Non le chiedo quando finirà.
«Tanti procedono al buio e straparlano. Troppe campane suonano inutilmente, irresponsabilmente. Io mi fi do della comunità scientifica, è ai ricercatori che do retta. Ho maturato una forma di odio nei confronti dei social che danno voce a chiunque e ci inondano di false informazioni. Sono legato alla carta, ai quotidiani, inseguo l’autorevolezza, la credibilità dei professionisti… Scelgo l’intermediazione più vicina ai miei gusti, alle mie idee, alle mie posizioni. Ma non trascuro affatto le opinioni di chi non la pensa come me. Pretendo però che sia un professionista. Il cambiamento sarà, oltre che sociale, economico, le due cose sono evidentemente collegate. La ripresa sarà lunga, difficile, la riduzione dei consumi mi preoccupa. Potrei farle un sacco di esempi, ma preferisco soffermarmi su un aspetto poco considerato, gli effetti del Coronavirus sull’industria del turismo che ha un’incidenza notevole sul pil del Paese. Per turismo intendo hotel, ristoranti, bar, impianti balneari. L’Italia ha quasi 7mila e cinquecento chilometri di coste e si ritroverà verosimilmente a fare i conti con un’estate 2020 complicatissima. Quasi inesistente. Meno presenze straniere e un minor numero di giorni di ferie per gli italiani, molti dei quali sono costretti a scontarli oggi. Si rischia il tracollo. La contrazione del pil sarà inevitabile per questo servono strumenti di contrasto e protezione». [...]
La soluzione dei playoff l’ha considerata?

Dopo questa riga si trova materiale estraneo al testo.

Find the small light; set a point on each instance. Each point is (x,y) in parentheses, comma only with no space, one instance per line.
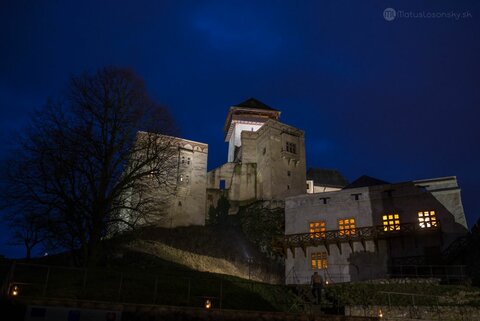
(15,290)
(208,304)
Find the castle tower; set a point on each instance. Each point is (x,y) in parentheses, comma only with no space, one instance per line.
(249,115)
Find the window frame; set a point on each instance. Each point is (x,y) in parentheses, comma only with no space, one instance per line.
(391,222)
(322,228)
(347,226)
(319,260)
(427,219)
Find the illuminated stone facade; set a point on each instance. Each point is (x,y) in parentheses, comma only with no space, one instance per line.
(367,229)
(266,158)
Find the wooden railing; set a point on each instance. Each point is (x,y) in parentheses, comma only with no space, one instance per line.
(357,234)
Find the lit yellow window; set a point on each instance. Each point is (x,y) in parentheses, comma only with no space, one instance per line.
(346,226)
(391,222)
(427,219)
(317,229)
(319,260)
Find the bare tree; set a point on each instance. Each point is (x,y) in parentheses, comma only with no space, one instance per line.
(92,159)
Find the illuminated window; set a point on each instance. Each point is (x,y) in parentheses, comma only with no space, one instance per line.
(317,229)
(427,219)
(291,148)
(346,226)
(391,222)
(319,260)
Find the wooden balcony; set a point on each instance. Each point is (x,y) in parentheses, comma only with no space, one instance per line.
(358,234)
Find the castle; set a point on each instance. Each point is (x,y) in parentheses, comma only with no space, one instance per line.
(346,231)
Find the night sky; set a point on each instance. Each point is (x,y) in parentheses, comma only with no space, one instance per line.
(397,100)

«Sono per il rispetto del regolamento. Siamo partiti in un modo e in quel modo dobbiamo finire. Se non si dovessero completare tutte e 38 le giornate sarebbe giusto cristallizzare la classifica al momento dell’ultimo turno disputato, come in altri sport, la F.1, la moto. Mi auguro che non ci sia bisogno di questo e che tutto si risolva nel migliore dei modi. In questa fase tanti tirano la corda dalla propria parte, per questo faccio i complimenti alla Lega Pro che ha preso una direzione unica. Ricordo che sono stato anche presidente della Lega di A, per questo dico che Francesco Ghirelli è stato il primo a istituire un comitato di crisi che assicura assistenza sotto tutti i punti di vista ai club attraverso una società di revisione. Il calcio non è soltanto Ronaldo, Ibra e Messi, è fatto di giocatori che nelle categorie inferiori guadagnano poco più della gente comune. Calciatori, tecnici, staff e direttori sportivi sono lavoratori a tempo determinato, per questo hanno bisogno di misure di sostegno».